This type of lease is rarely utilized in a multi-tenant office
building. As with a modified gross lease, a modified net lease is
also available. There are no set standards as to what costs may be
excluded in a modified net lease; the lease is usually customized
according to need.
Types of Net Leases
Net leases define the responsibilities of the
landlord and the tenant differently. The following are types of
net leases:
-
Single Net Lease – A single net lease is a net
lease where the tenant agrees to pay a monthly lump sum base
rent as well as the property taxes. The landlord is responsible
for all other operating expenses of the premises.
-
Double Net Lease (NN) – A double net lease is a
net lease where the tenant agrees to pay a monthly lump sum base
rent as well as the property taxes and the property insurance.
The landlord is responsible for all other operating expenses of
the premises.
-
Triple Net Lease (NNN) – A Triple net lease is
a net lease where the tenant agrees to pay a monthly lump sum
base rent as well as the property taxes, the property insurance,
and the maintenance. Under a triple net lease there are a few
legal defenses which may relieve a tenant of his
responsibilities. For example, a triple net lease may relieve
the tenant of his responsibility if the property is subject to
an eminent domain proceeding.
-
Absolute Triple Net Lease (Bond Lease) – An
absolute triple net lease is a net lease where the tenant agrees
to pay a monthly lump sum base rent as well as the property
taxes, the property insurance, and the maintenance.
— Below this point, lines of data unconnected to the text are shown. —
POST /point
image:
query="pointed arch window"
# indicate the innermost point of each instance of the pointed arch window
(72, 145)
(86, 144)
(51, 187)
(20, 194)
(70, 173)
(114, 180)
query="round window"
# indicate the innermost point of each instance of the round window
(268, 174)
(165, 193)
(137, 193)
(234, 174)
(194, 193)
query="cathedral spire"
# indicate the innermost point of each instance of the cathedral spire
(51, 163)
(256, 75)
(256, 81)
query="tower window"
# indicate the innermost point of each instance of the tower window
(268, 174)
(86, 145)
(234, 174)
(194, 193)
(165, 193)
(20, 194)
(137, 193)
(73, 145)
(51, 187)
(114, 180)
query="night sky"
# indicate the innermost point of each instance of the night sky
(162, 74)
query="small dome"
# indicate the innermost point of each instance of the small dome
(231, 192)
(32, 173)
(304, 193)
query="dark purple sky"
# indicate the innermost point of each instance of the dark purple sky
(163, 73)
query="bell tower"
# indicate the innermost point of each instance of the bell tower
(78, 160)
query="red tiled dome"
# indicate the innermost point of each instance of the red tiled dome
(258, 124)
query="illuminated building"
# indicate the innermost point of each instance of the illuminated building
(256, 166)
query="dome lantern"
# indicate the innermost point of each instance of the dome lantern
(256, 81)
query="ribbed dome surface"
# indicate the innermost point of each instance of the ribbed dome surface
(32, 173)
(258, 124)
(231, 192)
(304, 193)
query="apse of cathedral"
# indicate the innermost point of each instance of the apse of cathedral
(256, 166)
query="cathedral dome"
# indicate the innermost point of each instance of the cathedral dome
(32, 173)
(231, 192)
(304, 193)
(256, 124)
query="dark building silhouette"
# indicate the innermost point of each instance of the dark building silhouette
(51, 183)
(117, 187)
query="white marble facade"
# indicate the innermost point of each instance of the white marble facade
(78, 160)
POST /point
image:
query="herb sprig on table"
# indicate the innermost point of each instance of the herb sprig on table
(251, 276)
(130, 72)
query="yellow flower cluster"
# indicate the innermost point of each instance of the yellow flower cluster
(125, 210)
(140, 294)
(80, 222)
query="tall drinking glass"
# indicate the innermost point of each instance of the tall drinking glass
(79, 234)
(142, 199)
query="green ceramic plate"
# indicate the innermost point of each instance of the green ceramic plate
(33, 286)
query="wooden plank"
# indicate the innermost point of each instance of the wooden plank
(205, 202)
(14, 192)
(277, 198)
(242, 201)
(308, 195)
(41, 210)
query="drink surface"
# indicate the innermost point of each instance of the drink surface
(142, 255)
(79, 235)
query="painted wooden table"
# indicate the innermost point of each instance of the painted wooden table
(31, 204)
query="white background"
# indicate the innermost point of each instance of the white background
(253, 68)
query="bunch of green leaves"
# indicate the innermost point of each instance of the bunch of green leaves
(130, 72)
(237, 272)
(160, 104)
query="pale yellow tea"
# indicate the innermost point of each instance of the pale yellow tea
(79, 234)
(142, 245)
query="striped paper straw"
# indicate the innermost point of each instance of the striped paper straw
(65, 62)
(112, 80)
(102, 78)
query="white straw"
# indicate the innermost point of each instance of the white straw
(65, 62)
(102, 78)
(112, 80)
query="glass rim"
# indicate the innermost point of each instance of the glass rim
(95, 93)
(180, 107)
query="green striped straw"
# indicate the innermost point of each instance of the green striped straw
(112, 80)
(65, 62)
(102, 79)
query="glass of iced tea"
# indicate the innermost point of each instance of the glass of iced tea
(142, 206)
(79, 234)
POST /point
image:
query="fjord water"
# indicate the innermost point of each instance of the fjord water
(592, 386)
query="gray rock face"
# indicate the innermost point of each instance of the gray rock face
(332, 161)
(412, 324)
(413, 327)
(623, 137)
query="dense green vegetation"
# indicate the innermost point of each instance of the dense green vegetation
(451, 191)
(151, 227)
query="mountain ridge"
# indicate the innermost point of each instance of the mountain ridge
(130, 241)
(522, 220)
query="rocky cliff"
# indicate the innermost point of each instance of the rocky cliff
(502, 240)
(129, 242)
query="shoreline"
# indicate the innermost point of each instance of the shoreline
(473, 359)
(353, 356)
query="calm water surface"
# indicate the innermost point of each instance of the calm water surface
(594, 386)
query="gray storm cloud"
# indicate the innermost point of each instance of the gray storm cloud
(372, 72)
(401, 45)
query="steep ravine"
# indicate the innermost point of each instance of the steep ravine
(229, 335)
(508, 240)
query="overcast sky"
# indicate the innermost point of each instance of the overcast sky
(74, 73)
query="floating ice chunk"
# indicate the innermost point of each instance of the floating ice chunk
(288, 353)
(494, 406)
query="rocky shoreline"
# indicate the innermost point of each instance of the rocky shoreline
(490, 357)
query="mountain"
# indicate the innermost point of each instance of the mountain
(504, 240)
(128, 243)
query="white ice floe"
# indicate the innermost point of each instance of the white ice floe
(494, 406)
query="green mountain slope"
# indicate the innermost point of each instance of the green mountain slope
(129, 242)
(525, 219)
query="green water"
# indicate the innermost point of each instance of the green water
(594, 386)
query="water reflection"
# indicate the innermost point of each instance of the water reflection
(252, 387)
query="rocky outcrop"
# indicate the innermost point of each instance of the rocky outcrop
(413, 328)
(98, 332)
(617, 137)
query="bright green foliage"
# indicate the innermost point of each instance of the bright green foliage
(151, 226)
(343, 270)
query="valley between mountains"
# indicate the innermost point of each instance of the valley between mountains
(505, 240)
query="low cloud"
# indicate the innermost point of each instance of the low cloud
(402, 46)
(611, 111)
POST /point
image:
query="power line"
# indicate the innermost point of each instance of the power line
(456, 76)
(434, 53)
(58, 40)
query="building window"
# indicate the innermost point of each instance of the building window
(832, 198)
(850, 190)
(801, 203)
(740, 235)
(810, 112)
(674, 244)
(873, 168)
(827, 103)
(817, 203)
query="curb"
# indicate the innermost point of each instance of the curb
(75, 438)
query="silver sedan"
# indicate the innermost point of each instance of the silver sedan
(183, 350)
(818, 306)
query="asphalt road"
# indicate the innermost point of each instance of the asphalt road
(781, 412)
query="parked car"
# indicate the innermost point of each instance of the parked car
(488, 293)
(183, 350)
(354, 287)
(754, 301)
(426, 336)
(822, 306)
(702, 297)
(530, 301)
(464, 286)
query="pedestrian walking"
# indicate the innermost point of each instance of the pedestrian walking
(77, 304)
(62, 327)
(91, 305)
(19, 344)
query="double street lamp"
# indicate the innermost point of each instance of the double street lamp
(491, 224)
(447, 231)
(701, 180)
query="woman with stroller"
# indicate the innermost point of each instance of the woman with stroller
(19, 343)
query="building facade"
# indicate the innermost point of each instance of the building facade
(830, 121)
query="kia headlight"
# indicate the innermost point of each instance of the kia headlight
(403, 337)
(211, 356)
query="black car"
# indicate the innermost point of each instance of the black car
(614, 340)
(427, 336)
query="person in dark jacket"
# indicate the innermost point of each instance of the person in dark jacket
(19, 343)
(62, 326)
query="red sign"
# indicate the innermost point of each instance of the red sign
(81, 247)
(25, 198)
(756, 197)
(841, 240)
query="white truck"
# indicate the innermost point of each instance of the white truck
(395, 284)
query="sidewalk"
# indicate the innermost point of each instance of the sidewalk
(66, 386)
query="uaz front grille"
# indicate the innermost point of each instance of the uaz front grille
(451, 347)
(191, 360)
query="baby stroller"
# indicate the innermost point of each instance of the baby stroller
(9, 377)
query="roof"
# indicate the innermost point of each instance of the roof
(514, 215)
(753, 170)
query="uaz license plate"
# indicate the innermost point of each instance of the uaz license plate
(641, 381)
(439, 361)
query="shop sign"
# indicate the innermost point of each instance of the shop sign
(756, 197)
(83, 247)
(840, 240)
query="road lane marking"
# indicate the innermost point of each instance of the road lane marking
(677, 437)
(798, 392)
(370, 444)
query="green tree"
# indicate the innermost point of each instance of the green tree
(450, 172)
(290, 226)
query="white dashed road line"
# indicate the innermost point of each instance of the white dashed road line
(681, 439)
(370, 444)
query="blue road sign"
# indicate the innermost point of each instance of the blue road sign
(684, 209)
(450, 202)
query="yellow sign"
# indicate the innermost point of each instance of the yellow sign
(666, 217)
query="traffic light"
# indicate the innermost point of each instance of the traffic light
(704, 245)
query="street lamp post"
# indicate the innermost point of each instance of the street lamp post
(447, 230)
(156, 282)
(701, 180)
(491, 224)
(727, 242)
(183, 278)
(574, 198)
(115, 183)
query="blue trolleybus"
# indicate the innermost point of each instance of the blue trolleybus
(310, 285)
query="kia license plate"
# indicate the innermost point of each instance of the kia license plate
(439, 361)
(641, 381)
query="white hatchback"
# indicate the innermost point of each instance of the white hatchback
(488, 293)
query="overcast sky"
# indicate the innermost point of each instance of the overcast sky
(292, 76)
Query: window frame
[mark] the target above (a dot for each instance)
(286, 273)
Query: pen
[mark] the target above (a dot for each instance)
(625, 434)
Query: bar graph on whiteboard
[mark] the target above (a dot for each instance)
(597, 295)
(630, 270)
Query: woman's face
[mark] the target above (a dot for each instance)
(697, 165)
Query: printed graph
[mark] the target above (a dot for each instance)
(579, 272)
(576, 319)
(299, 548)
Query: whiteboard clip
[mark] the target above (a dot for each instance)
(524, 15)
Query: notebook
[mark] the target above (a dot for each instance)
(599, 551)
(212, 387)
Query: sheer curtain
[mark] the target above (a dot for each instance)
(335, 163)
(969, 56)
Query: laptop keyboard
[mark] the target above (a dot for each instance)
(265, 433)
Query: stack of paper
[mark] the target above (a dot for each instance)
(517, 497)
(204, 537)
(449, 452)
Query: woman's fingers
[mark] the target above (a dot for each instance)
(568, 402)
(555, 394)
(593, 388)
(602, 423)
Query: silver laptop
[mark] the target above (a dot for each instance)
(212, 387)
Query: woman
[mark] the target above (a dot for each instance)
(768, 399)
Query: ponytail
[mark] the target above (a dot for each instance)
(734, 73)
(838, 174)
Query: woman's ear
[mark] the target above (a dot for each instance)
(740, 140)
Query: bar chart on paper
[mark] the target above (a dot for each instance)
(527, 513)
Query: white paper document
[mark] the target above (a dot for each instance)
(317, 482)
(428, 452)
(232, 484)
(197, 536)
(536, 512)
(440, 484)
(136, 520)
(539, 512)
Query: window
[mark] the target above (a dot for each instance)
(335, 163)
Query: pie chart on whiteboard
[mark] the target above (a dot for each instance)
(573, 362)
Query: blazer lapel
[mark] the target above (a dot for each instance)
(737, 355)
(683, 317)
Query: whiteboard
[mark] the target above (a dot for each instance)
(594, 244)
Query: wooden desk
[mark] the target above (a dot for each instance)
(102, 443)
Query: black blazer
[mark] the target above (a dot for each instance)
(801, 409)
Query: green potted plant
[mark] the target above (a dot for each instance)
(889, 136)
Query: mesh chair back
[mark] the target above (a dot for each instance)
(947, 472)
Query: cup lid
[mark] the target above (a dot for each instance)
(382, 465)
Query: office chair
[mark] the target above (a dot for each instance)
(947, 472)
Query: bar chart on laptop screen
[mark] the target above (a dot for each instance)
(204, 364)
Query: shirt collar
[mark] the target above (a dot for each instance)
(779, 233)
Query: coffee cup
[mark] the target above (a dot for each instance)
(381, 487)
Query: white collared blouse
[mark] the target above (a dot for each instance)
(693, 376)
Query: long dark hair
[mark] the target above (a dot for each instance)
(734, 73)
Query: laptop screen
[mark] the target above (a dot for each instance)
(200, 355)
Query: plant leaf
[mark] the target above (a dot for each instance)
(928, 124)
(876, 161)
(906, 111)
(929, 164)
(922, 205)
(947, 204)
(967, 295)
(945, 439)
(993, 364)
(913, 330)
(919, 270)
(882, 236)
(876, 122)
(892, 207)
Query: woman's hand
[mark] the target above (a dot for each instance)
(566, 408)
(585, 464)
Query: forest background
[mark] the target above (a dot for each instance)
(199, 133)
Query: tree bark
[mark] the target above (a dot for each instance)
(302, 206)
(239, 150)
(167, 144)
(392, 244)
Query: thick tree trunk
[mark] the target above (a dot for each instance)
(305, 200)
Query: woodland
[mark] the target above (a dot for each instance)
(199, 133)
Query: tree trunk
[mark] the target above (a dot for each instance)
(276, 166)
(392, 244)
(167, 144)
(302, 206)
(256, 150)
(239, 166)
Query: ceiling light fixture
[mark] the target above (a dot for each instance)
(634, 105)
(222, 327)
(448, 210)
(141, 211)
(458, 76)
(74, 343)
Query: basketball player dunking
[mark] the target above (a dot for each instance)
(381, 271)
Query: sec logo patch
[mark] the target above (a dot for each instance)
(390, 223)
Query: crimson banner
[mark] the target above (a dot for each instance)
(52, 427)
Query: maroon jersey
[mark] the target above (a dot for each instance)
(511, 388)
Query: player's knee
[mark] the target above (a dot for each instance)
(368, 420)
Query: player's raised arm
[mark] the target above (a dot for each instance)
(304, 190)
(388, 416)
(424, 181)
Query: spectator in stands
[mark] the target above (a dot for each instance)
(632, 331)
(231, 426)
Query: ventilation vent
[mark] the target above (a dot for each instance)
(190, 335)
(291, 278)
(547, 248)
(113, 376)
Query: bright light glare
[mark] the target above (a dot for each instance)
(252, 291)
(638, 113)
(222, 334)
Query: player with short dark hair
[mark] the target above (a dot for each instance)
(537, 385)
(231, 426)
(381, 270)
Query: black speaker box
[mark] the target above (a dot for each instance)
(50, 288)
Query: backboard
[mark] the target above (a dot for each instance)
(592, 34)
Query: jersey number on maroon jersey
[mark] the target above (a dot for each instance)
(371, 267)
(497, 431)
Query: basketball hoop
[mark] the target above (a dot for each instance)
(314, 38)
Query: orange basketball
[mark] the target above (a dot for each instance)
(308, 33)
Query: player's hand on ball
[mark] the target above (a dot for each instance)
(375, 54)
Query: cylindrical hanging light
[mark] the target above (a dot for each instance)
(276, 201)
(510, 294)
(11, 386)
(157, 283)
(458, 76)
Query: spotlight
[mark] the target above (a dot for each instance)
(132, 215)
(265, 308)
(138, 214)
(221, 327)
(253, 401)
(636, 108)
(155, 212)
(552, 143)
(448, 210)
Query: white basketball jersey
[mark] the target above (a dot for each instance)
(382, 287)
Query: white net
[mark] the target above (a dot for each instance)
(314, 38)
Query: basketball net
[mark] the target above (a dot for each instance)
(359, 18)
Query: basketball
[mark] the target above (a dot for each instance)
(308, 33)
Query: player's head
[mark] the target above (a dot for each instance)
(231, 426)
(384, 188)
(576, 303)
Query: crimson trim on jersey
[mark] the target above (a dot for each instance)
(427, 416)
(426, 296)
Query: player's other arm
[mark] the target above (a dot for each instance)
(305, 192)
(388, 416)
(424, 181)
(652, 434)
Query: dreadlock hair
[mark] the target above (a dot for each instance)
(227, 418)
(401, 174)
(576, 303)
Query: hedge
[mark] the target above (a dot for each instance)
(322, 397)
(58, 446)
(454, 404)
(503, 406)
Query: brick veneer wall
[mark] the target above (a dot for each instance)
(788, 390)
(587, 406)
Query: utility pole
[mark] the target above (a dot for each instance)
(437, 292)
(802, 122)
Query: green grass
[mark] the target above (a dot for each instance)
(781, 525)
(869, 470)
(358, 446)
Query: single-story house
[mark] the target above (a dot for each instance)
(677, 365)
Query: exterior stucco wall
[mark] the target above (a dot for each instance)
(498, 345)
Under an
absolute triple net lease there are no legal defenses if a
tenant fails to meet his responsibilities.
SINGLE TENANT OFFICE BUILDINGS
Generally, single tenant office buildings are leased on a triple net
basis (NNN). This lease calls for the tenant to be responsible for
all costs associated with occupancy.
RETAIL LEASES
The most common lease utilized in the retail industry is the net
lease. As with the industrial and office net lease, the retail net
can be utilized for either a single tenant or a multi-tenant
environment. Most retail centers utilize a net lease where the owner
oversees the common area maintenance (CAM) and this expense is
divided among the tenants as in any multi-tenant facility.
PERCENTAGE OF SALES
Retail lease can have a provision where as the Landlord will receive
a percent of the gross sales of the business after reaching an
established dollar volume of the business.